In their mitigation, they also pointed to the “inordinate and unexplained delay” on the part of the SRA in progressing the case. Oliver left the firm in November 2019.

The SRA proposed £8,000 fines for each of them, noting there was no evidence that the misconduct caused any harm. But they had “undermined the public protection purpose” of the approval decision.

The two solicitor members of the SDT were “satisfied that the proposed sanction met the seriousness of the misconduct”, the decision recounted.

“The majority did not consider that the misconduct was so serious as to require a suspension and it agreed that it fell within the ‘more serious’ bracket for a financial penalty.”

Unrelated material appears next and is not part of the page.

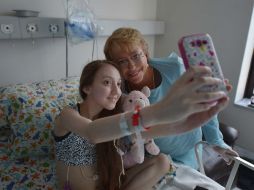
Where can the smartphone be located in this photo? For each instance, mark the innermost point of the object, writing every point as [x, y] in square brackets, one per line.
[198, 49]
[200, 188]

Further, the fines, plus costs of £12,000, “represented a substantial and significant amount in the context of two solicitors who were approaching the end of their careers”.

The SDT went on: “The majority took account of their previously unblemished career and accepted that the impact of these findings would be heavily felt.”

However, the lay member “considered that the matters were of a greater level of seriousness than was reflected in the proposed sanction”.

Given that he had acted dishonestly, Oliver “had been fortunate to be granted permission to work in a firm”, albeit under strict rules.

“It was the responsibility of the respondents to be meticulous in ensuring the rules were complied with. They should have been much more astute in ensuring the conditions were adhered to. The failure to do so was a serious matter.

“The risk of harm was high and in view of the fact that the person being supervised was the son of both respondents, the harm to the reputation of the profession was especially significant.”

The lay member said the “only appropriate sanction” was a short period of suspension.

    Readers Comments

  • Mike Fuller says:

    Have to agree with the Lay member. The bigger issue is whether the SRA is fit to decide if the son should be allowed to work in another firm ever again given his aparent continued breach of regulations and restrictions.

    It is always dangerous when there isn’t independent regulation. and time for the term Lay member to be disbanded. We don’t come to positions to represent the groups that appointed us but to act in the best interests of the organisation. or, in this case the Public .All panel members are equal and should have the necessary experience to serve. Being a Solicitor regulating Solicitors carries an inherent conflict of interest. Good reason why judgements should follow the decision of the Independent member and not the majority when there is a split.